From 1918 until 1933 he played an active role in the Anschluss movement, focused on Austria and Germany uniting to form a "Greater Germany", was a supporter of Austrian National Socialism and was a leading member of the Austrian Schutzstaffel as well as a member of the National Socialist Landesleitung, working alongside Josef Leopold. In July 1919 he went to Berlin as part of a Tyrolean delegation to discuss a potential German annexation of Austria. He considered Austria a "dictated" state, imposed upon Germanic people, preventing them from freely uniting with Germany.

In der Maur married Countess Maria Gertrude Valeska Rosa Aloisia Barbo von Waxenstein, the daughter of Count Josef Anton Barbo von Waxenstein. They had three children including Wolf-Bernhard Carl Borromaeus Paul Robert von In der Maur.

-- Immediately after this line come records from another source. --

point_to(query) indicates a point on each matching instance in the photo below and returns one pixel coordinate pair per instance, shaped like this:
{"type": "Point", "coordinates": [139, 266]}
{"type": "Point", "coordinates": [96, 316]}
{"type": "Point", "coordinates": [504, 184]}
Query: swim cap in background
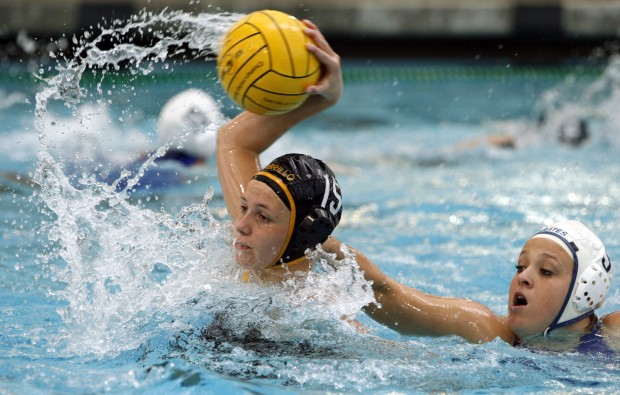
{"type": "Point", "coordinates": [591, 274]}
{"type": "Point", "coordinates": [310, 190]}
{"type": "Point", "coordinates": [190, 120]}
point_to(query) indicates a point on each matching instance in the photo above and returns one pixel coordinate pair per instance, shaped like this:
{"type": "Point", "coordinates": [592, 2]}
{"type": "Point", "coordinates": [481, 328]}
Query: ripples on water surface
{"type": "Point", "coordinates": [109, 292]}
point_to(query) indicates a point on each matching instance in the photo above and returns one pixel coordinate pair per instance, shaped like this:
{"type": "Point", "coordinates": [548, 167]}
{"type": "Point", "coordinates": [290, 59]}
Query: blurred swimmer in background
{"type": "Point", "coordinates": [187, 129]}
{"type": "Point", "coordinates": [566, 127]}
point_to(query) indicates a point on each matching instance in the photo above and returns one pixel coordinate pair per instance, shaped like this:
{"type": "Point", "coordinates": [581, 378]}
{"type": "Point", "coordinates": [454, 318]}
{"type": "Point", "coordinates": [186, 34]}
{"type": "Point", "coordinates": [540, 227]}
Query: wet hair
{"type": "Point", "coordinates": [309, 189]}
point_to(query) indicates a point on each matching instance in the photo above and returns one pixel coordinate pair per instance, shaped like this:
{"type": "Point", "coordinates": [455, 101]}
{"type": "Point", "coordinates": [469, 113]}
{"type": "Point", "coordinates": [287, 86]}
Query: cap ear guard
{"type": "Point", "coordinates": [592, 287]}
{"type": "Point", "coordinates": [314, 228]}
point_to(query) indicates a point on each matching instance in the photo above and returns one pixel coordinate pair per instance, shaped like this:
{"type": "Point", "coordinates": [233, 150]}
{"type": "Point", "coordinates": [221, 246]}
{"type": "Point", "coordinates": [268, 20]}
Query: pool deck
{"type": "Point", "coordinates": [380, 24]}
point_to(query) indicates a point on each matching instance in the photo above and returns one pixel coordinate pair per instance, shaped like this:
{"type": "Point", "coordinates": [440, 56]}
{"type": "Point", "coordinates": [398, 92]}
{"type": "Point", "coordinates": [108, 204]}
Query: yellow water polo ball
{"type": "Point", "coordinates": [264, 65]}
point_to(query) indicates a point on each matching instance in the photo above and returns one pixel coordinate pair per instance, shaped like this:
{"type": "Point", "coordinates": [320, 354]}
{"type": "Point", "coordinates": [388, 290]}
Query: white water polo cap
{"type": "Point", "coordinates": [189, 121]}
{"type": "Point", "coordinates": [591, 277]}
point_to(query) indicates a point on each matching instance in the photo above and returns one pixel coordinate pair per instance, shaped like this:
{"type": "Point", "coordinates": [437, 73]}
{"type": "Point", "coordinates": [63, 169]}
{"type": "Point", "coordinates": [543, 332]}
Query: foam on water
{"type": "Point", "coordinates": [127, 274]}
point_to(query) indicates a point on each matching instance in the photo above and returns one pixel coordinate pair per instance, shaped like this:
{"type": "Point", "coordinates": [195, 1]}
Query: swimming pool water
{"type": "Point", "coordinates": [103, 293]}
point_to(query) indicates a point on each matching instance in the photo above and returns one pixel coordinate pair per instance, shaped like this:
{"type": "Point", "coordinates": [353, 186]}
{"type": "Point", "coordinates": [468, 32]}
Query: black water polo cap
{"type": "Point", "coordinates": [310, 191]}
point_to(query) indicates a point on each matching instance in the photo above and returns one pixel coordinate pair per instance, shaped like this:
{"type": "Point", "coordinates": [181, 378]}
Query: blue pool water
{"type": "Point", "coordinates": [102, 292]}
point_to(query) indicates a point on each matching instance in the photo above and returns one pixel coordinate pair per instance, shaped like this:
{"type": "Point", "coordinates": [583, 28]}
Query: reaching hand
{"type": "Point", "coordinates": [330, 85]}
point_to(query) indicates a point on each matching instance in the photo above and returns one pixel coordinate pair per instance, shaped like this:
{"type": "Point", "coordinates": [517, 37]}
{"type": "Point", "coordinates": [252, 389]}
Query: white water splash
{"type": "Point", "coordinates": [126, 274]}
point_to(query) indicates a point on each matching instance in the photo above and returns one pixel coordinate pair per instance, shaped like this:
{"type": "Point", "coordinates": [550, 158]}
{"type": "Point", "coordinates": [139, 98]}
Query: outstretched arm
{"type": "Point", "coordinates": [241, 140]}
{"type": "Point", "coordinates": [412, 312]}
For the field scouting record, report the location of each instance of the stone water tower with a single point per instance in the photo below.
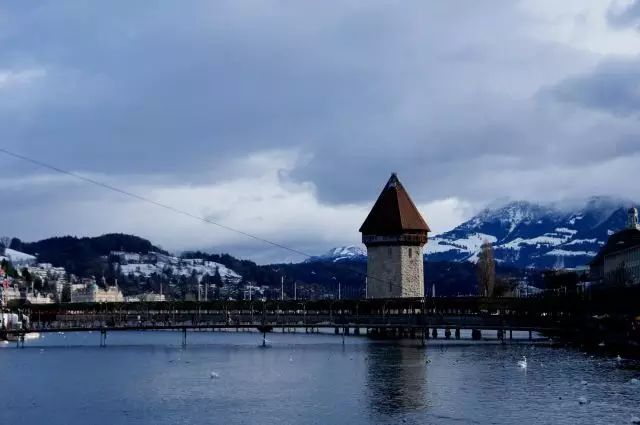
(394, 233)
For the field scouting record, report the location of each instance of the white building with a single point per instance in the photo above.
(93, 294)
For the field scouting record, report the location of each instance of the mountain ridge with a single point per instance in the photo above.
(525, 234)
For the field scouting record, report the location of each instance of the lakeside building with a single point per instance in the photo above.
(147, 297)
(618, 262)
(394, 233)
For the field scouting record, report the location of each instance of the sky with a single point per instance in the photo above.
(284, 119)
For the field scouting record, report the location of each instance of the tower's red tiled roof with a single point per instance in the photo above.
(394, 212)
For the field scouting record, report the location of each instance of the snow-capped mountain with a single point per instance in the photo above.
(18, 258)
(526, 234)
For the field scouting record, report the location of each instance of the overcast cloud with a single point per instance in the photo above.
(285, 118)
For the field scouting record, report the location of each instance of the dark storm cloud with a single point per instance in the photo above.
(612, 87)
(468, 101)
(624, 16)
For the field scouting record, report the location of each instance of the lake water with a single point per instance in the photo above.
(147, 378)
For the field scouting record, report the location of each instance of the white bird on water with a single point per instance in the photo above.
(523, 363)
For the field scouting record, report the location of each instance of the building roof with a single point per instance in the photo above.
(624, 239)
(394, 212)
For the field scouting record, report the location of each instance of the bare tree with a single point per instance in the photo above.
(486, 272)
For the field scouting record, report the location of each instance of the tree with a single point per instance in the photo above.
(486, 270)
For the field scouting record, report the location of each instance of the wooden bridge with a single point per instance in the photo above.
(417, 318)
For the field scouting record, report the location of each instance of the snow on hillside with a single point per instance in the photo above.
(350, 252)
(18, 258)
(180, 267)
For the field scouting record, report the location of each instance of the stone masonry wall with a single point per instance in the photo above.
(395, 271)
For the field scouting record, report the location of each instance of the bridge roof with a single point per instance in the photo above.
(394, 212)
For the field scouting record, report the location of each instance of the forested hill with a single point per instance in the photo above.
(78, 255)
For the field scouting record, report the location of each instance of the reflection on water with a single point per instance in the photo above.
(148, 379)
(396, 378)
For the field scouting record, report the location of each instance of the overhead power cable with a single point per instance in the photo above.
(177, 210)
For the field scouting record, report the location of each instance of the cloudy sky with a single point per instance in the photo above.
(285, 118)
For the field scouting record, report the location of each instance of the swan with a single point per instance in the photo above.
(523, 363)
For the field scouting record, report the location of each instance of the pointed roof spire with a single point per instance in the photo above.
(394, 212)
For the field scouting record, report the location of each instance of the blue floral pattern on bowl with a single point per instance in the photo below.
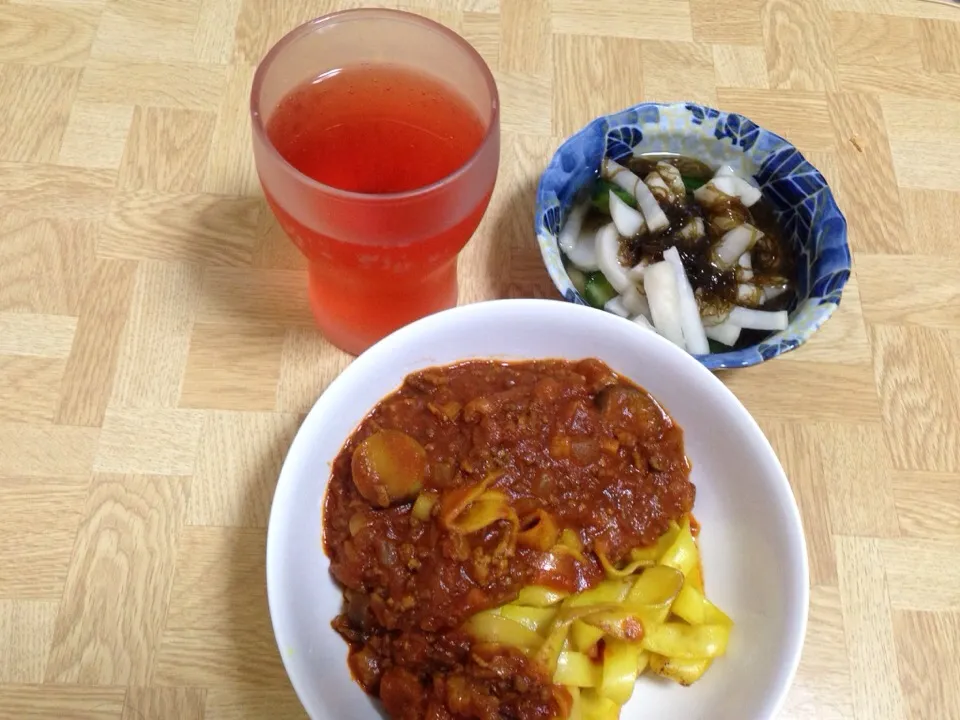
(804, 205)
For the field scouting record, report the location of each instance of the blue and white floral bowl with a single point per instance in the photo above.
(805, 207)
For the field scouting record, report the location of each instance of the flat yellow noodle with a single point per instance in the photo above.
(685, 672)
(691, 605)
(585, 637)
(532, 618)
(576, 670)
(540, 596)
(689, 642)
(682, 554)
(651, 614)
(494, 628)
(607, 591)
(620, 669)
(541, 533)
(596, 707)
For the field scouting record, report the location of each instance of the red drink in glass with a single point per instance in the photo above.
(376, 135)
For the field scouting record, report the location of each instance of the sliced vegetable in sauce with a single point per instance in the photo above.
(730, 253)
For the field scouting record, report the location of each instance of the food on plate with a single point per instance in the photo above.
(516, 540)
(687, 250)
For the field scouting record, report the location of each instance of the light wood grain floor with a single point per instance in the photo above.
(157, 354)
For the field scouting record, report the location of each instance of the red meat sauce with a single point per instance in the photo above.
(571, 439)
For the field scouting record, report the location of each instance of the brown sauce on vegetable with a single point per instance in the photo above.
(571, 443)
(773, 261)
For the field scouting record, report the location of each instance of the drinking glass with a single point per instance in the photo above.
(376, 261)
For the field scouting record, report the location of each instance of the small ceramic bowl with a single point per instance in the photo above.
(751, 539)
(806, 210)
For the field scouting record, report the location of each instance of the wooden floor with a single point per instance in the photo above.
(157, 353)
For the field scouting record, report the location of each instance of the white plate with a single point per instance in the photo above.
(754, 555)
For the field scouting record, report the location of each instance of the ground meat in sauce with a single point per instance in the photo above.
(569, 438)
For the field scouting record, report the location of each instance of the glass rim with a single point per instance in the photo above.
(359, 14)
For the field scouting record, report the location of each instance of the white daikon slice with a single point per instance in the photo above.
(725, 333)
(619, 175)
(692, 327)
(608, 258)
(759, 319)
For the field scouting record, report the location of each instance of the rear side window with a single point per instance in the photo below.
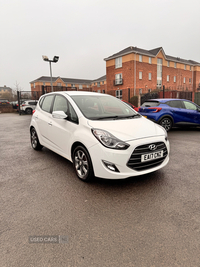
(175, 104)
(150, 104)
(46, 104)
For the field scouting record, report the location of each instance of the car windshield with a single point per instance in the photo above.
(103, 107)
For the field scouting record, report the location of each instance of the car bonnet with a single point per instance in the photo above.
(128, 129)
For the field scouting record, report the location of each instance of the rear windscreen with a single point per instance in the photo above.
(150, 104)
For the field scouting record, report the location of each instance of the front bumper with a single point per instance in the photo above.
(120, 158)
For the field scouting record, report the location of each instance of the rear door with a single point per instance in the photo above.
(191, 112)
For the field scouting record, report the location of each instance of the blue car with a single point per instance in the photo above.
(169, 112)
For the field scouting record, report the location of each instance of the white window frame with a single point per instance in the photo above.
(118, 62)
(167, 78)
(118, 79)
(150, 76)
(150, 60)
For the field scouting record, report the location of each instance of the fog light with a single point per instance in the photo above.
(110, 166)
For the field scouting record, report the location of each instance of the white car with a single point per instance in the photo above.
(99, 134)
(28, 106)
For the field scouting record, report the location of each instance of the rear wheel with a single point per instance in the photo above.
(166, 123)
(35, 141)
(29, 111)
(82, 164)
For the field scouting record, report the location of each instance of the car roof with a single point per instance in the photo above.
(163, 100)
(74, 93)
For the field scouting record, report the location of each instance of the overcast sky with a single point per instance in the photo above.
(84, 32)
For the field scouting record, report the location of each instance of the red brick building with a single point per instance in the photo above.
(141, 71)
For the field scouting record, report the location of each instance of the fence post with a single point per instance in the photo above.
(163, 91)
(18, 98)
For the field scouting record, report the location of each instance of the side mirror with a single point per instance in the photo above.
(59, 114)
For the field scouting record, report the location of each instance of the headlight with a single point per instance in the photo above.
(166, 136)
(109, 140)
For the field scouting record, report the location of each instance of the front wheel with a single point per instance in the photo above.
(82, 164)
(166, 123)
(35, 141)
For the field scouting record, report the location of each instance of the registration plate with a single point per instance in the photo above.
(151, 156)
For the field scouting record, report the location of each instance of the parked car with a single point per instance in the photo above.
(28, 106)
(107, 143)
(169, 112)
(4, 102)
(131, 105)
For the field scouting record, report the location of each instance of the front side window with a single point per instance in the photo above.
(47, 102)
(118, 62)
(60, 104)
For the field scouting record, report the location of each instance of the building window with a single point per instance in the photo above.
(118, 94)
(150, 60)
(167, 78)
(118, 62)
(149, 76)
(118, 79)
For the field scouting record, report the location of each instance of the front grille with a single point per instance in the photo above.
(135, 162)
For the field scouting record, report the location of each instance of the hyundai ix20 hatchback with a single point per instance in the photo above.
(99, 134)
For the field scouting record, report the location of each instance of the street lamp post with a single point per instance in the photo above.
(55, 59)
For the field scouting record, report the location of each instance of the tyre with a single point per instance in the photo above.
(29, 111)
(35, 141)
(82, 164)
(166, 123)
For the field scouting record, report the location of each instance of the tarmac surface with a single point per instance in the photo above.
(49, 217)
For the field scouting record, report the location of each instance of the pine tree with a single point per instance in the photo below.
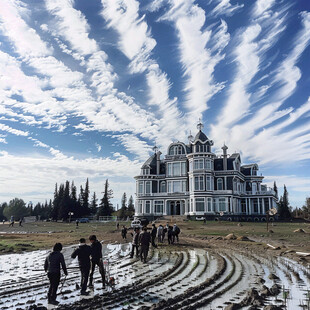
(85, 198)
(284, 205)
(64, 194)
(105, 208)
(275, 188)
(131, 207)
(94, 205)
(123, 209)
(55, 209)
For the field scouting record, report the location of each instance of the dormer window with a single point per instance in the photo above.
(220, 184)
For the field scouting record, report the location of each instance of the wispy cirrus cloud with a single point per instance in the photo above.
(197, 61)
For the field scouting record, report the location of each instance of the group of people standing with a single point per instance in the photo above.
(89, 256)
(141, 241)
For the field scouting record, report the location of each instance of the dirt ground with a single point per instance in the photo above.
(43, 235)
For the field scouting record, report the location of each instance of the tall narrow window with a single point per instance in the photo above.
(220, 184)
(163, 187)
(208, 184)
(200, 204)
(148, 187)
(147, 207)
(208, 164)
(222, 204)
(199, 183)
(209, 204)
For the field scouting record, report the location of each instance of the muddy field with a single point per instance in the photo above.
(197, 274)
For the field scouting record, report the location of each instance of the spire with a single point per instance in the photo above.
(155, 148)
(199, 125)
(190, 137)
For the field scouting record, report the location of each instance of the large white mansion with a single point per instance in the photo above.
(193, 181)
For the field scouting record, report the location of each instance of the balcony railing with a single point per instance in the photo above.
(163, 194)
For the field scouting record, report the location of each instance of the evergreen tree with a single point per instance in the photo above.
(306, 208)
(105, 208)
(2, 217)
(284, 206)
(131, 207)
(63, 207)
(85, 198)
(56, 201)
(17, 208)
(94, 204)
(275, 188)
(123, 209)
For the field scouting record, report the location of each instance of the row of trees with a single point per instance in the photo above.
(286, 211)
(67, 200)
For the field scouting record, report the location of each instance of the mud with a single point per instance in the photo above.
(195, 275)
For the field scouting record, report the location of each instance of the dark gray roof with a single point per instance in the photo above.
(151, 162)
(201, 136)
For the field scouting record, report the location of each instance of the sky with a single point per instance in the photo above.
(87, 88)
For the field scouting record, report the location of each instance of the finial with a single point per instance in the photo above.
(155, 148)
(199, 125)
(190, 137)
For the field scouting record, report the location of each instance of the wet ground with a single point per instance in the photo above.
(173, 278)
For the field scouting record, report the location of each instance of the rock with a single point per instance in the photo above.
(232, 306)
(260, 281)
(230, 237)
(272, 276)
(265, 291)
(271, 307)
(275, 290)
(243, 238)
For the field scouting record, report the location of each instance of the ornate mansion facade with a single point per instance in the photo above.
(191, 180)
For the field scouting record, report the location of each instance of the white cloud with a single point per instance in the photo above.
(13, 131)
(26, 40)
(224, 7)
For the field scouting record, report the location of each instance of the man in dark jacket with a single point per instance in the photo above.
(83, 253)
(135, 243)
(144, 241)
(124, 232)
(96, 259)
(153, 235)
(52, 267)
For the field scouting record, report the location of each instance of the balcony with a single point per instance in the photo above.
(162, 194)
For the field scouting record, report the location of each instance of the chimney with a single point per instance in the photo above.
(224, 148)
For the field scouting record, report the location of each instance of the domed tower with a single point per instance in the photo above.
(201, 172)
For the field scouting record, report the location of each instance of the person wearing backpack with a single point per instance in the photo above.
(176, 231)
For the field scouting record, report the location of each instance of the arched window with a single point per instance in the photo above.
(220, 184)
(163, 187)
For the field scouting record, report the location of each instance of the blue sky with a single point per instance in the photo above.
(88, 87)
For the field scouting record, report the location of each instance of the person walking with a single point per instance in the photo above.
(160, 233)
(11, 221)
(124, 232)
(83, 253)
(52, 266)
(176, 232)
(96, 260)
(153, 235)
(135, 242)
(170, 235)
(144, 241)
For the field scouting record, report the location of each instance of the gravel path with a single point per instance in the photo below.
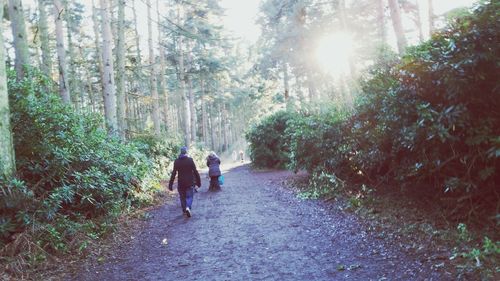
(255, 229)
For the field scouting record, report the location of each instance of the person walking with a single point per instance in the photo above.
(188, 177)
(213, 163)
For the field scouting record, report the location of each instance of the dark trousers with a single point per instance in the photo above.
(186, 196)
(214, 184)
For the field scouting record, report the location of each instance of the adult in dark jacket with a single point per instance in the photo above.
(188, 177)
(213, 163)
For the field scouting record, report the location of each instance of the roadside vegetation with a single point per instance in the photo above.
(425, 123)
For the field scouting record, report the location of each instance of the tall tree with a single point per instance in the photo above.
(153, 77)
(120, 71)
(61, 53)
(182, 86)
(431, 16)
(398, 25)
(97, 42)
(44, 38)
(108, 72)
(162, 91)
(18, 25)
(7, 159)
(382, 34)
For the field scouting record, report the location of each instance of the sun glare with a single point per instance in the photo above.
(333, 52)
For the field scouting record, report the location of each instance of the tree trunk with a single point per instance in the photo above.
(211, 127)
(44, 39)
(310, 86)
(381, 21)
(7, 158)
(120, 71)
(74, 84)
(98, 49)
(431, 17)
(153, 77)
(108, 77)
(192, 110)
(161, 74)
(398, 25)
(61, 53)
(20, 38)
(418, 22)
(182, 77)
(225, 128)
(220, 141)
(204, 124)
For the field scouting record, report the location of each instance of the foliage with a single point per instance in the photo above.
(72, 179)
(269, 146)
(427, 118)
(476, 255)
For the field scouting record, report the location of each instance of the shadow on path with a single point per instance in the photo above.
(254, 229)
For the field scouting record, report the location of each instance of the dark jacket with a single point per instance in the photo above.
(188, 175)
(213, 164)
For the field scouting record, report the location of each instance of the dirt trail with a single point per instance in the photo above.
(255, 229)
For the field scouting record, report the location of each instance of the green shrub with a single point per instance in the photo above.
(69, 171)
(269, 146)
(429, 118)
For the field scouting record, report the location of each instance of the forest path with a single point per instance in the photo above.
(255, 229)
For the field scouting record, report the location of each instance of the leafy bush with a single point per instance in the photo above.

They divorced in 1920 and the Countess remarried Count Marino Pace von Friedensberg, a nephew of Anton Pace von Friedensberg and military comrade of In der Maur. In der Maur's daughter, Erika von In der Maur, adopted her stepfather's last name and became Erica Gräfin Pace von Friedensberg. He later married a second time to Margarethe Maria Anna Hatheyer and had more children.

In 1936 In der Maur authored the book Die Jugoslawen Einst Und Jetzt. Jugoslawiens Aussenpolitik on Yugoslavia and foreign policy. In the work, he compared the formation of the Yugoslav state to the unification of Germany.

From 1939 to 1945 he worked in the Defense Intelligence Agency in Vienna.

He died on 13 September 1959 in Pörtschach am Wörthersee.